How websites store data
When you create an account on a website, the website stores your registration details on it’s SQL databases. Very few people, even within the company/website have direct access to the databases.
Those who don’t know about hashing may wonder how does the website check if you are typing the correct password during login, if the site itself doesn’t know you password. Well, to understand that, you must understand what hashing is. You can read it up on wikipedia for a technical idea, but I’ll (grossly over-)simplify it for you.
Let’s say your password is “pass”, and there’s a hashing function f(x). Then,
f(“pass”) = d@A2qAawqq21109 (say).
Going the forward way is quite simple. On the other hand, figuring out the plain-text password from the hash (d@A2qAawqq21109) is almost impossible.
So, when you create an account and you type the password as “pass”, d@A2qAawqq21109 is stored in the database.When you login and type password as “pass”, the server hashes it, and it becomes “d@A2qAawqq21109”, which is matched with the SQL database. If you typed out some other password, say “ssap”, then the hash generated would be different, and you won’t be able to log in. Note that while the hashing function gives different outputs for most strings, every once in a while, there may be collisions (two strings may have the same hash). This is very very very rare, and shouldn’t be of any concern to us.
Forgot Your Password – Ever wondered why almost all websites give you a new password when you forget your old one, instead of just telling you your password. Well, now you know, it turns out that they themselves don’t know your password, and hence can’t tell you. When they offer you a chance to change your password, they just change the corresponding hash in their tables, and now your new password works.
How hashes are cracked – I wrote earlier that hash functions are easy to go one way, but almost impossible to go the other. The task of going the other way can be accomplished by bruteforce method. Basically, suppose someone had the password “pass”. Now, a hacker who only has access to the hashes can hash all the passwords in alphabetical order and then check which hash matches. (assume hacker knows password has length four and only alphabets).
He tries ‘aaaa’,’aaab’, ‘aaac’,……’aaba’, ‘aabb’ ,’aabc’,…..’aazz’ , ‘abaa’, ……………. ‘paaa’,’paab’,.. ,’pass’. When he tries ‘aaaa’, the hash is not d@A2qAawqq21109, it is something else. Till he reaches ‘pass’, he gets a hash which doesn’t match d@A2qAawqq21109. But for ‘pass’, the hash matches. So, the hacker now knows your password.
This isn’t even the worst part though. Some websites don’t hash your passwords, and store them in plain-text instead. If their database is leaked, the hacker has immediate access to millions of accounts on that website, plus possibly 10s of millions of accounts on other websites which use the same email/username – password combination.For example, 000webhost database had plain-text passwords, and it was leaked. I personally hosted a site there once, and my account was compromised as well.
Problem 1 : Suppose there’s an hashing scheme X. Under that scheme, “pass” becomes d@A2qAawqq21109. Now this is a very secure scheme and every website uses it. Now, there’a guy who has a lot of computational power and he computes the hashes of all possible letter combinations under the scheme X. Now, given a hashed value, he can simply lookup/search his table and see what password does it correspond to. He makes this table of word to hash available online. Now, it’s quite easy to get the passwords from a database dump.
Problem 2 : Alternatively, even if the scheme isn’t common, what one can do is that he can take a common password, say “password”, then hash it, and then search all the users in the 100 million users password dump and see if any hash matches. If it does, then that means that the given user has the password “password”. By using 1 million common password, he’ll probably get 10% of the users password among the 100 million users.
- The first problem where someone else pre-computed the password-hash table is solved, since now that person has to make password-salt-hash table (for every password and every salt combination, what’s the hash), which is going to be too many possible combinations. If there are 10 million possible passwords, and 10 million possible salts, there would be 100 million million combinations (I don’t even know what million million even is). If there are 10 common salts which are used very often, then the person can make a table with all the 10 million passwords hashed for the 10 common salts.

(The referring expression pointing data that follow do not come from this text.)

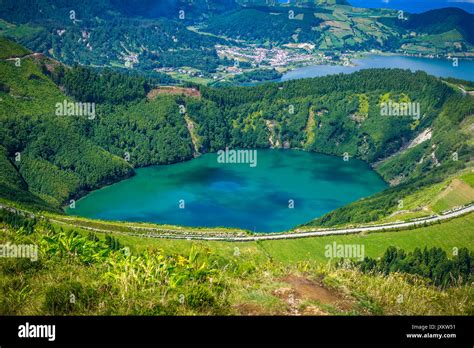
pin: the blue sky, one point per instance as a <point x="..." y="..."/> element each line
<point x="415" y="6"/>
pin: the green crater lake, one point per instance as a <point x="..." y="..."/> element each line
<point x="235" y="195"/>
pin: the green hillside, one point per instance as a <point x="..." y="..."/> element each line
<point x="64" y="157"/>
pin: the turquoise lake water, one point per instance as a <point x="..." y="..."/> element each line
<point x="436" y="67"/>
<point x="236" y="195"/>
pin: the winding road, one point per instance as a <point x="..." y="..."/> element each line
<point x="268" y="236"/>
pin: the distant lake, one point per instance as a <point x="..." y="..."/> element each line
<point x="414" y="6"/>
<point x="236" y="195"/>
<point x="436" y="67"/>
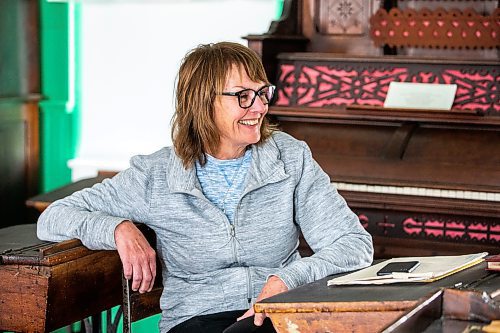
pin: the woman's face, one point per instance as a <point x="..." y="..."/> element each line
<point x="238" y="127"/>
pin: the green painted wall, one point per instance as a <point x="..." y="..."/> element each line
<point x="59" y="108"/>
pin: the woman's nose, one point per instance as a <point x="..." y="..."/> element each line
<point x="258" y="105"/>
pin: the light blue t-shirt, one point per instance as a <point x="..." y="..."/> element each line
<point x="223" y="181"/>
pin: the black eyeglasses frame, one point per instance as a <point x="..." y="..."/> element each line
<point x="257" y="93"/>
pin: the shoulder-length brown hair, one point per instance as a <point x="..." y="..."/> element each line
<point x="202" y="76"/>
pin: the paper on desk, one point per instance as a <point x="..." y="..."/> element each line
<point x="430" y="269"/>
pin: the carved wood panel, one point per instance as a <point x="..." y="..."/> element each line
<point x="322" y="84"/>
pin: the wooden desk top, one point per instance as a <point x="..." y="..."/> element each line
<point x="316" y="307"/>
<point x="44" y="285"/>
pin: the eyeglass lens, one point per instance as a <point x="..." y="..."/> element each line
<point x="247" y="97"/>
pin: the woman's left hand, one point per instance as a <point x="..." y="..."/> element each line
<point x="273" y="286"/>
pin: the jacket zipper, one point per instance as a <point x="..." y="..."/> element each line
<point x="247" y="269"/>
<point x="249" y="287"/>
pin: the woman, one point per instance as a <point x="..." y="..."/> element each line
<point x="227" y="202"/>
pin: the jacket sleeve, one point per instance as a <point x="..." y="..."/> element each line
<point x="332" y="230"/>
<point x="92" y="214"/>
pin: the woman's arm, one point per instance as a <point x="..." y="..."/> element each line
<point x="101" y="218"/>
<point x="331" y="229"/>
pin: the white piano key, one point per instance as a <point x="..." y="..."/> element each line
<point x="421" y="191"/>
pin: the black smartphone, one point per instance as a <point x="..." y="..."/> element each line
<point x="399" y="267"/>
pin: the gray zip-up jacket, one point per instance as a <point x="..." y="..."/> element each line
<point x="208" y="264"/>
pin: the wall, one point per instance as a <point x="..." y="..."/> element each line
<point x="130" y="53"/>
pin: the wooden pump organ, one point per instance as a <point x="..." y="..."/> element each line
<point x="423" y="182"/>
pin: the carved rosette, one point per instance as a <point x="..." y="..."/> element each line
<point x="435" y="28"/>
<point x="342" y="17"/>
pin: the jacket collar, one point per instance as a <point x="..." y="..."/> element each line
<point x="266" y="167"/>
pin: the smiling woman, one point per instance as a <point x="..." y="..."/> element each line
<point x="227" y="203"/>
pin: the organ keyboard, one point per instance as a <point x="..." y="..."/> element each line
<point x="419" y="191"/>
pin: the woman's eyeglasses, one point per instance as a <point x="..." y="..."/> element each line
<point x="246" y="97"/>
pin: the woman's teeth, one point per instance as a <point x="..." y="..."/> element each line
<point x="249" y="122"/>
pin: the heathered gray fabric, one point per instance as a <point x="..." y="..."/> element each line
<point x="205" y="268"/>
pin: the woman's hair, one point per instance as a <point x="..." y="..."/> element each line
<point x="202" y="76"/>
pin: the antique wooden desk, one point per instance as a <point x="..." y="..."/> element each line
<point x="318" y="308"/>
<point x="45" y="285"/>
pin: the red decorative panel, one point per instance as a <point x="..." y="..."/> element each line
<point x="435" y="28"/>
<point x="321" y="84"/>
<point x="452" y="230"/>
<point x="443" y="228"/>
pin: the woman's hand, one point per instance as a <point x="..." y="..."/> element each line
<point x="273" y="286"/>
<point x="137" y="256"/>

Alternatively, the person can hash the 10 most common password with 10 million possible hashes. Thus, it’s important to have both strong passwords and random salts.

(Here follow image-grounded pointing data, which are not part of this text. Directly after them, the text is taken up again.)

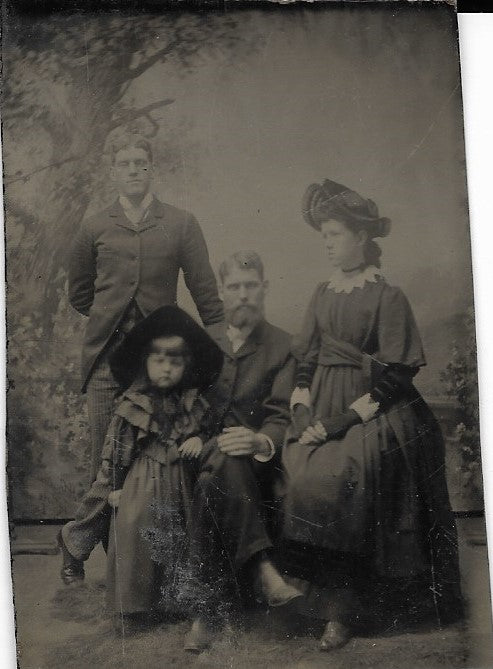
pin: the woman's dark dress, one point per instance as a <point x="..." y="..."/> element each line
<point x="377" y="496"/>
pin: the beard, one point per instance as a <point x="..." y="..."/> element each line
<point x="246" y="315"/>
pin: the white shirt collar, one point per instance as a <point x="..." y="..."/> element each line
<point x="340" y="282"/>
<point x="238" y="336"/>
<point x="136" y="214"/>
<point x="145" y="204"/>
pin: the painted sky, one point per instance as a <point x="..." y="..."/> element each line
<point x="364" y="96"/>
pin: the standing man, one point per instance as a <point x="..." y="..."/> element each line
<point x="124" y="264"/>
<point x="228" y="533"/>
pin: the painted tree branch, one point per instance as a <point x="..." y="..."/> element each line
<point x="25" y="177"/>
<point x="127" y="115"/>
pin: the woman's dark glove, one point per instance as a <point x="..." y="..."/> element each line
<point x="394" y="384"/>
<point x="326" y="429"/>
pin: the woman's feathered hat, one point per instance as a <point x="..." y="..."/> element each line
<point x="168" y="321"/>
<point x="330" y="200"/>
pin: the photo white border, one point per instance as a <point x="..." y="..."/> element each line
<point x="476" y="50"/>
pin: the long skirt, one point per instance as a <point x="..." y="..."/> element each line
<point x="378" y="498"/>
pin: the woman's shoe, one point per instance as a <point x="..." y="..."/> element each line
<point x="271" y="586"/>
<point x="335" y="636"/>
<point x="72" y="570"/>
<point x="200" y="636"/>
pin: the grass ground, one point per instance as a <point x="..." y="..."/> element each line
<point x="59" y="627"/>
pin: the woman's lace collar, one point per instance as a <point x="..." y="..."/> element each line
<point x="340" y="282"/>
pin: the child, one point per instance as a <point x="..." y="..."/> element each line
<point x="147" y="471"/>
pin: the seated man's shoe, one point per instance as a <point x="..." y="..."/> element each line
<point x="200" y="636"/>
<point x="72" y="570"/>
<point x="335" y="636"/>
<point x="271" y="586"/>
<point x="127" y="624"/>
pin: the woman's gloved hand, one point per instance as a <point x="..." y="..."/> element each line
<point x="114" y="498"/>
<point x="366" y="407"/>
<point x="326" y="429"/>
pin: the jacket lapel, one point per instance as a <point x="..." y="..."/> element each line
<point x="156" y="214"/>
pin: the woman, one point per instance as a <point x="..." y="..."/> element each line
<point x="366" y="498"/>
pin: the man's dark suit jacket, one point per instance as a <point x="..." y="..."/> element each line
<point x="256" y="382"/>
<point x="114" y="262"/>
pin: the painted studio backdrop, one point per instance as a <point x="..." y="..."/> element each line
<point x="245" y="109"/>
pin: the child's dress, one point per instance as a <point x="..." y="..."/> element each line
<point x="378" y="494"/>
<point x="148" y="533"/>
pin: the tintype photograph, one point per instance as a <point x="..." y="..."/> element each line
<point x="242" y="401"/>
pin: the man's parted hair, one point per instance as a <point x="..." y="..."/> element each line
<point x="241" y="260"/>
<point x="130" y="141"/>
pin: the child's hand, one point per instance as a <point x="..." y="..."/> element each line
<point x="114" y="498"/>
<point x="191" y="448"/>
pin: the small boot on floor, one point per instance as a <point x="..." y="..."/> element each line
<point x="271" y="586"/>
<point x="72" y="570"/>
<point x="201" y="635"/>
<point x="335" y="636"/>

- The second problem is also kind of solved, since the person would have to solve the hash of common passwords with each salt in the table (note that he doesn’t have to do it for all 10 million combinations, only the ones present in the table). Again, not using easy generic password like “password”,”hello”, etc. would solve this issue.

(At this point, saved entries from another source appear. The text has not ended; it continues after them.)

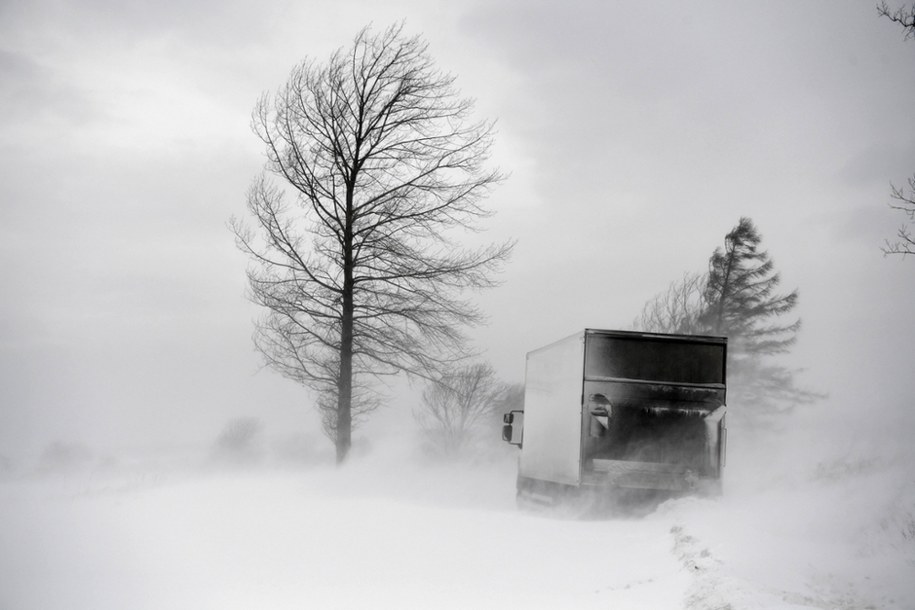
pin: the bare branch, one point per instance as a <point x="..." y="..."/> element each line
<point x="361" y="275"/>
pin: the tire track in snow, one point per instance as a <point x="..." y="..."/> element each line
<point x="713" y="589"/>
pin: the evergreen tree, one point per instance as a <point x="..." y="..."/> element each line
<point x="742" y="302"/>
<point x="739" y="298"/>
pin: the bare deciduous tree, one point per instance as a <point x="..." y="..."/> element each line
<point x="905" y="201"/>
<point x="361" y="274"/>
<point x="456" y="406"/>
<point x="903" y="15"/>
<point x="678" y="309"/>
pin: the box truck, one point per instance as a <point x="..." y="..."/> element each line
<point x="612" y="414"/>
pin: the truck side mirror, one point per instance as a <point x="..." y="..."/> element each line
<point x="513" y="428"/>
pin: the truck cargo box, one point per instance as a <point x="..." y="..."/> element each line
<point x="610" y="409"/>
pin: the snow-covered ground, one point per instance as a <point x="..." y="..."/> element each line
<point x="390" y="533"/>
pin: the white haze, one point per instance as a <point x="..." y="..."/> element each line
<point x="636" y="136"/>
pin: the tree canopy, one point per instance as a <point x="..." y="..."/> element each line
<point x="362" y="273"/>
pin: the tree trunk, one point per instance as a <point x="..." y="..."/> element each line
<point x="345" y="381"/>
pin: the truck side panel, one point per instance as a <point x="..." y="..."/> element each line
<point x="552" y="412"/>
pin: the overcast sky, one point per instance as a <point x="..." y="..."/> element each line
<point x="636" y="134"/>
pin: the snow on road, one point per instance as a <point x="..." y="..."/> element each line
<point x="422" y="537"/>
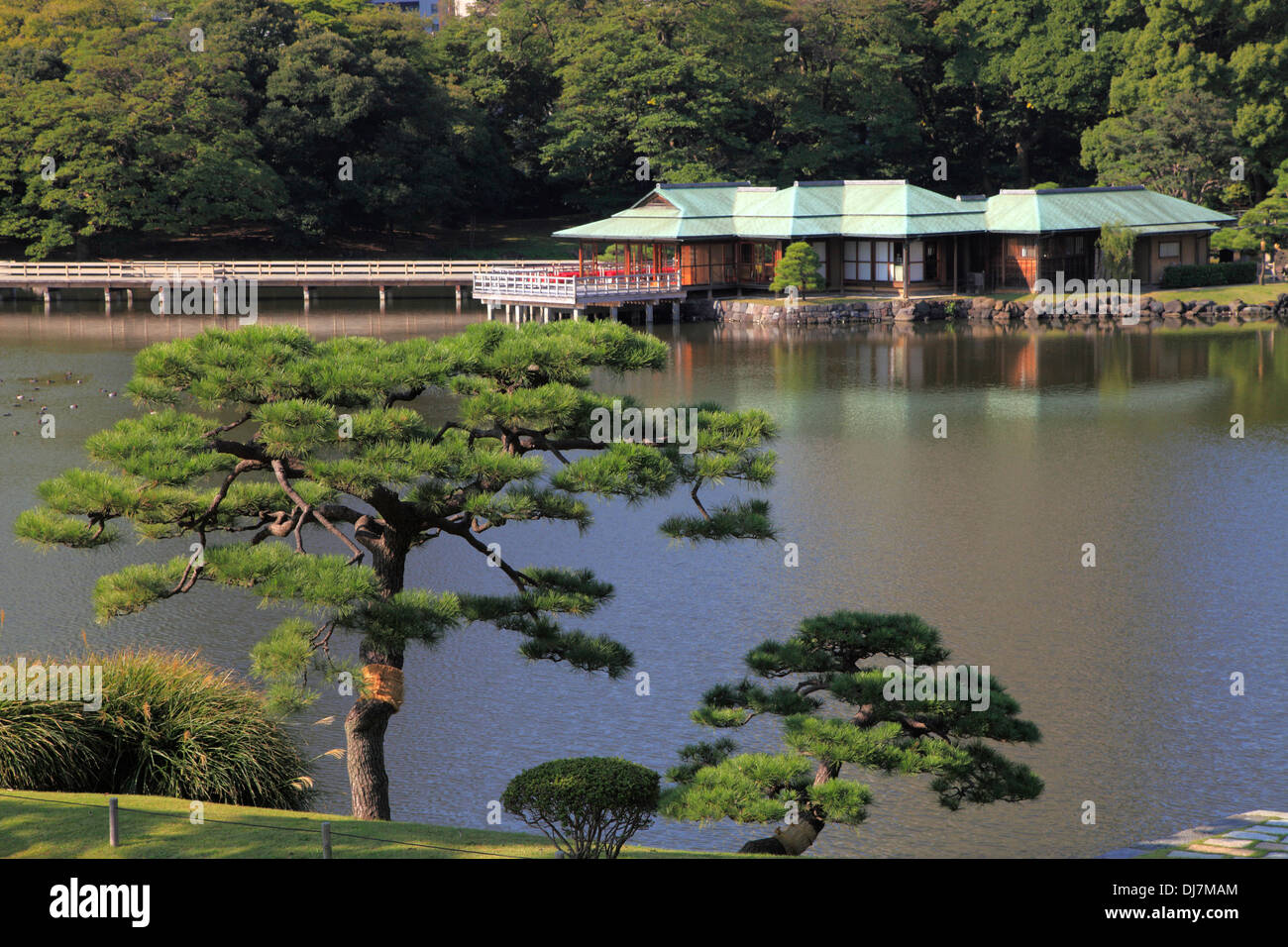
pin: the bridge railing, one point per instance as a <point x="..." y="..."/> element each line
<point x="300" y="270"/>
<point x="554" y="283"/>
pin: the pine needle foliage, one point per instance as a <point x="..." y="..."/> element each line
<point x="308" y="471"/>
<point x="837" y="711"/>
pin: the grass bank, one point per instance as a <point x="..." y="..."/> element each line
<point x="73" y="825"/>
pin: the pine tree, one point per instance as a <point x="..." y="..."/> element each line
<point x="318" y="441"/>
<point x="883" y="727"/>
<point x="798" y="266"/>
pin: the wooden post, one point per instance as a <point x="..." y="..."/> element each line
<point x="954" y="264"/>
<point x="903" y="270"/>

Out of all the leaks so far, I had accounts in 4 of the leaks. My account was there in the Myspace leak, the LinkedIn leak, the dropbox leak, and the 000webhost leak. I had to change my password on multiple sites on multiple occasions.
I am compromised
If you find out that your account is indeed compromised, then I suggest you quickly change your password on all services that you use which have the same password. Better yet, change all your passwords. It’s good practice to keep changing your passwords regularly anyway. Also, if a website has the two step authentication feature, then it’s suggested that you use it.